Funny O' The Day Twofer

T-Shirt Designs for sale at Goats.com:

Sectarian prayers at Winston-Salem City Council meetings

As reported in the Winston-Salem Journal in November of 2006, the NC chapter of the ACLU wrote a letter to the Winston-Salem city council requesting that they discontinue the practice of opening each council session with sectarian prayers. As indicated in the article (and some subsequent letters to the journal) the request was met with both understanding and disdain. City and County attorneys both agreed that the prayers were inappropriate, but some Council members and citizens do not. Interestingly, comments from some Council members indicate both an ignorance of the law and an inability to separate their private and public rights and duties:
"When a person is praying sincerely from their heart, they need to be able to pray sincerely to God," [Council member Jocelyn] Johnson said. "As far as I'm concerned, even if we have to have a court tell us we have to stop, I think we should continue. I think it's my right to pray - without offending anyone."
Obviously Ms. Johnson is correct inasmuch as her right to pray is concerned. However, her right to pray does not extend to a right to force others to listen to her prayer, nor does it extend to the right to have the state fund a venue for those prayers. It's also troubling to hear an elected official advocate violating the law; a law she has ostensibly taken an oath to uphold.

Another council member, Gloria Whisenhunt, remarked:
"I don't see us banning prayer, and I don't see us asking ministers to change the way they pray. I don't think we're bothering anyone, quite frankly,"
Setting aside for a moment that "bothering anyone" isn't the issue in matters of constitutionality, it was Winston residents that contacted the NC-ACLU about this situation, so obviously someone is being bothered. What Ms. Whisenhunt likely meant was "I don't think we're bothering anyone who matters." The disdain for the feelings and opinions of people with whom she disagrees, not to mention their civil rights, is clearly evident.

That disdain, not to mention ignorance of the law, is evident in another statement in the article, this time by Yadkin County commissioner D. C. Swaim:
"I have a problem with a minority of people in this country determining these things for the majority," he said. "This argument has been going on for 200 years, and I don't suppose it's going to end anytime soon."
Mr. Swaim is apparently unaware that the principles underlying our Constitution have nothing whatever to do with "majority rule". The Constitution explicitly protects the fundamental rights of all U.S. Citizens, even against the tyranny of the majority.

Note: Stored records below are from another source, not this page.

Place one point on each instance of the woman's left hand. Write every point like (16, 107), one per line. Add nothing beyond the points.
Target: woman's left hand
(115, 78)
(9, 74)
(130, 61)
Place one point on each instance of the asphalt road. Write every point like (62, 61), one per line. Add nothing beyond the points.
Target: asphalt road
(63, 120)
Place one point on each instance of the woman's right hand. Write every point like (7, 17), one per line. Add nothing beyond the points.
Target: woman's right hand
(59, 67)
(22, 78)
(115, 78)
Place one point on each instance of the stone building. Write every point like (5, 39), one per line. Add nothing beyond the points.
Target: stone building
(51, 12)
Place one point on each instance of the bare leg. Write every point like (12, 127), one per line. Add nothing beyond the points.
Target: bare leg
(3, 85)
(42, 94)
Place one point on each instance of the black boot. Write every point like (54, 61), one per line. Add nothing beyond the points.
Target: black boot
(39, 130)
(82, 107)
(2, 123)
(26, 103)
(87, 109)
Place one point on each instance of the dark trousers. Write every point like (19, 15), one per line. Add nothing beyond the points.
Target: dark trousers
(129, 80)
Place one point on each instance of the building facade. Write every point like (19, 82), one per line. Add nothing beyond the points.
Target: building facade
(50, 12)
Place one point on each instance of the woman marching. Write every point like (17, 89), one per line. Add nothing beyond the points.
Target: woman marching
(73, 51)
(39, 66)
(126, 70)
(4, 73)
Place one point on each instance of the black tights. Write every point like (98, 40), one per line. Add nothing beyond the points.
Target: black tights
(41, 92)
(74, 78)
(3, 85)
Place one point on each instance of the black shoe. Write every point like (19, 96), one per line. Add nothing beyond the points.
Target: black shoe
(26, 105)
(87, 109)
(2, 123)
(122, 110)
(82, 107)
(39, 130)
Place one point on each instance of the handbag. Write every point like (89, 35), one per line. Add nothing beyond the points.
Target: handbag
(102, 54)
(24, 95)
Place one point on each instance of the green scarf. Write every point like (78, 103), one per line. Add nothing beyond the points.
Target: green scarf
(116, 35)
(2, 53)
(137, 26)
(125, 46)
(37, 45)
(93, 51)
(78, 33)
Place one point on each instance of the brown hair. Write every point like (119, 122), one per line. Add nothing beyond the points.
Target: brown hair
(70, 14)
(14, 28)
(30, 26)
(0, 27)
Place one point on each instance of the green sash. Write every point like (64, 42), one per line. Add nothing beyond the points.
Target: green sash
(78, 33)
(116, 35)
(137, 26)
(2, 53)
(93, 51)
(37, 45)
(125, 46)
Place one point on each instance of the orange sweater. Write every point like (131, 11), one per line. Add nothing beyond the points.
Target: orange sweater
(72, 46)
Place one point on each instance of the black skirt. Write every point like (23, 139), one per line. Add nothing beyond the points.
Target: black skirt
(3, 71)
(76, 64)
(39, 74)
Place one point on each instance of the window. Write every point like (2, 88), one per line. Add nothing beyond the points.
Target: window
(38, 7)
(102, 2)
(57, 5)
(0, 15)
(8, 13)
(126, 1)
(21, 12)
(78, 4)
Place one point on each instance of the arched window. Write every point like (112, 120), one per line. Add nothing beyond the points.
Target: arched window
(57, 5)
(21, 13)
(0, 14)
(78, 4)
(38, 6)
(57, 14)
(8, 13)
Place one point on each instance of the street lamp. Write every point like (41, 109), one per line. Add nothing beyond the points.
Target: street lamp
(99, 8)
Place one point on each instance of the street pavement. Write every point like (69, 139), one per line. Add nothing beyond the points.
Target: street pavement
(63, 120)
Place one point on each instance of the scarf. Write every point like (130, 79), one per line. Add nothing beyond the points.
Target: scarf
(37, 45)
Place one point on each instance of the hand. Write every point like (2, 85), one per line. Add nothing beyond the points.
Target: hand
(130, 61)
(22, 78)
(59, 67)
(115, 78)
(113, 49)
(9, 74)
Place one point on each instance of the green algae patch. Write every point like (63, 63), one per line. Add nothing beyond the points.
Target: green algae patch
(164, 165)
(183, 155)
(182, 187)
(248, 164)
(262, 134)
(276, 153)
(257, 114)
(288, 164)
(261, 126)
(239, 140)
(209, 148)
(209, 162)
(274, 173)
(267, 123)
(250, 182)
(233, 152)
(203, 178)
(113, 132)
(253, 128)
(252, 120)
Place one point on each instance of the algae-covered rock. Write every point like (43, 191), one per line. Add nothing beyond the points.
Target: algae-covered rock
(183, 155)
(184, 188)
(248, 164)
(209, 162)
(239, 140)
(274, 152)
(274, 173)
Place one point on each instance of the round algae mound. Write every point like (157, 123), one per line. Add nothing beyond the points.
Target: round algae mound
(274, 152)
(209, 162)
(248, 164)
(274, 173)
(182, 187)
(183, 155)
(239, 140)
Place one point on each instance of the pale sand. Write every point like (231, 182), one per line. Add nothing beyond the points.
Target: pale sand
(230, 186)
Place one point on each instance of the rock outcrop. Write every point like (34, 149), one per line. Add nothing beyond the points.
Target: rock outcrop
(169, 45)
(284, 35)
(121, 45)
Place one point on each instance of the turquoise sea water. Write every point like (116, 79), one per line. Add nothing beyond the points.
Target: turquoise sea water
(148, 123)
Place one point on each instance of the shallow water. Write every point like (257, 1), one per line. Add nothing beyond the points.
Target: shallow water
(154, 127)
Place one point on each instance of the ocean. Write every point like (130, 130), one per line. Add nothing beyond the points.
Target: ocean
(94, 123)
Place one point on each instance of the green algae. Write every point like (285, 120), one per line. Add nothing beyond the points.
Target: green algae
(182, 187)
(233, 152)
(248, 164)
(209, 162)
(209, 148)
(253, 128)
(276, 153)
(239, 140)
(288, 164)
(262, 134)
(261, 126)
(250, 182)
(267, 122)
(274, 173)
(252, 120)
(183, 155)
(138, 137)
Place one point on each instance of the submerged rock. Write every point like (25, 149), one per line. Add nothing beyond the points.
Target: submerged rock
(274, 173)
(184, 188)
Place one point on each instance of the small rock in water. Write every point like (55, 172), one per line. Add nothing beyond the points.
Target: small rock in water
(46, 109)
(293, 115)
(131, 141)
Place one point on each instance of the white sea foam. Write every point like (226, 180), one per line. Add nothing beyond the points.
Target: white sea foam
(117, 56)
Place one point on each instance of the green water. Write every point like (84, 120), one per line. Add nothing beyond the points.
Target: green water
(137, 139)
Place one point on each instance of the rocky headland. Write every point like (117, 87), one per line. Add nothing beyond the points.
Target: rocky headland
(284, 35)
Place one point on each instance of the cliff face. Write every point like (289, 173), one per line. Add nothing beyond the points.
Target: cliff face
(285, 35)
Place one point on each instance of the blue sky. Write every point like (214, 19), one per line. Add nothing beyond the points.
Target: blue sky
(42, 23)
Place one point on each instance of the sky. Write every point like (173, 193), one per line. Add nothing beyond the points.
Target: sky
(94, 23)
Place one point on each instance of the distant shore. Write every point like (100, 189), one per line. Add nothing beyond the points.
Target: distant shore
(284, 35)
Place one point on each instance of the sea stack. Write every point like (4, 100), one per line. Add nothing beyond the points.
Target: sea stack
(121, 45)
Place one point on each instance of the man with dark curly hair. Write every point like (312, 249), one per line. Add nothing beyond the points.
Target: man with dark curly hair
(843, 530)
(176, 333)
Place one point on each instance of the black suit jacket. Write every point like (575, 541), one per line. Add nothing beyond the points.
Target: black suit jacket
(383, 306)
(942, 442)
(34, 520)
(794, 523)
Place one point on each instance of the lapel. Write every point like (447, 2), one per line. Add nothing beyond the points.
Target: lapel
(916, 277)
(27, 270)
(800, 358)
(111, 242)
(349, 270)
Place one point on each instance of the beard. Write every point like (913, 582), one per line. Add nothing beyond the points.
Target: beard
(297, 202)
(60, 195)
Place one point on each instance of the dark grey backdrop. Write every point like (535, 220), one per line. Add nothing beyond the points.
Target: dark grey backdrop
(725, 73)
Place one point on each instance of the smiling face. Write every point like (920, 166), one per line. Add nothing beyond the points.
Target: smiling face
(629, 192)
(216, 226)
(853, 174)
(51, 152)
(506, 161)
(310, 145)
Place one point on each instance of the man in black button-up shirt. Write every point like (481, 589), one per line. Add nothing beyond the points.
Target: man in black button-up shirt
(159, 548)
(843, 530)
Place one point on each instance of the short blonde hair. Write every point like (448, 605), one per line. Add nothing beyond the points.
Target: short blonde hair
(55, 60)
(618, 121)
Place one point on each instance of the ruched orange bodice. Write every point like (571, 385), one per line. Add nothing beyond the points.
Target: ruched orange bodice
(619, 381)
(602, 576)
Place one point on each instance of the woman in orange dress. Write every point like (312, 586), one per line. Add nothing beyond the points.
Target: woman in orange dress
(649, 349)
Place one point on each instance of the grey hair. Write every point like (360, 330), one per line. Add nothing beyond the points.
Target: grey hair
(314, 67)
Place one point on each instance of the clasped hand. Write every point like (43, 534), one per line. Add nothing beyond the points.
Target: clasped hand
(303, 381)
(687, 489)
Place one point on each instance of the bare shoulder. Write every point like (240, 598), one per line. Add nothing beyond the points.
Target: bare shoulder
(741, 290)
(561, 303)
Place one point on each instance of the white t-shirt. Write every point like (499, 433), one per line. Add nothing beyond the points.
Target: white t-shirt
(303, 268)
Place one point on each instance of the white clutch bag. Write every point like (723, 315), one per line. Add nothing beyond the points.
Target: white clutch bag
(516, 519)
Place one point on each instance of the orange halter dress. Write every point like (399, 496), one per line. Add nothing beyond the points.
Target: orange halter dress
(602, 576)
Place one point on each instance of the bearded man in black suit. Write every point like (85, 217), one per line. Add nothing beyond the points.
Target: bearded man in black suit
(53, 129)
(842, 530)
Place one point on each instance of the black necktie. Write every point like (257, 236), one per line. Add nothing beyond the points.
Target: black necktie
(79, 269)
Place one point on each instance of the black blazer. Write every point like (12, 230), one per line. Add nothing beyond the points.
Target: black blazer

Okay, that was November, 2006. Fast-forward to February, 2007. The council has so far failed to take any action and now I learn (from an email action alert) that Americans United for the Separation of Church & State has sent an additional letter to the Forsyth City Council also requesting that they cease this illegal and discriminatory practice. Given what was in the alert, it's possible that the NC-CLU and AU will take the matter to court if the council fails to take action.

As far as I'm concerned, I think the idea of a prayer or invocation to open any kind of public meeting is an utter waste of time; time that could be much better spent discussing the issues with which our representatives were elected to deal. We don't pay our councilmen/women, commissioners, representatives, and senators to spend their time exhorting assistance from the supernatural nor should we be overly keen on electing men & women who believe themselves incapable of solving the very real problems facing our society without Jesus (or Thor, or Zeus, or Siva, etc) whispering in their ear.

That said, however, I don't see anything in the Constitution that could be read as positively prohibiting such practices. Although James Madison famously spoke against Congressional Chaplains, the idea of prayers or invocations at the opening of public meetings isn't definitively banned by the First Amendment. I think that prayers are acceptable as long as the body makes every effort to be as inclusive as possible and allows the floor to be open to anyone who wishes to deliver an invocation, regardless of faith or lack thereof. In practice, however, invocations are given by invited guests with the invitations going almost invariably to Christian ministers. Whether or not that's actually the case here remains to be seen.

09 February, 2007

The Problem of Pain - I

Not so very long ago, I witnessed one of nature's many little horrors and it gave me cause to reflect on the problems that pain and suffering can present for theists who postulate the existence of an all-good, all-powerful god.

While walking the dogs in the late afternoon, I noticed a stray cat in the backyard. Of course, the dogs did as well, but this particular cat has been hanging around the neighborhood lately, so they didn't immediately take much notice. However, as we walked around the backyard and got closer, both they and I noticed that the cat appeared to be very interested in something on the ground directly in front of it. As we drew closer, I saw that the cat had apparently caught and was eating a small rabbit. Ah well..."nature red in tooth and claw", right?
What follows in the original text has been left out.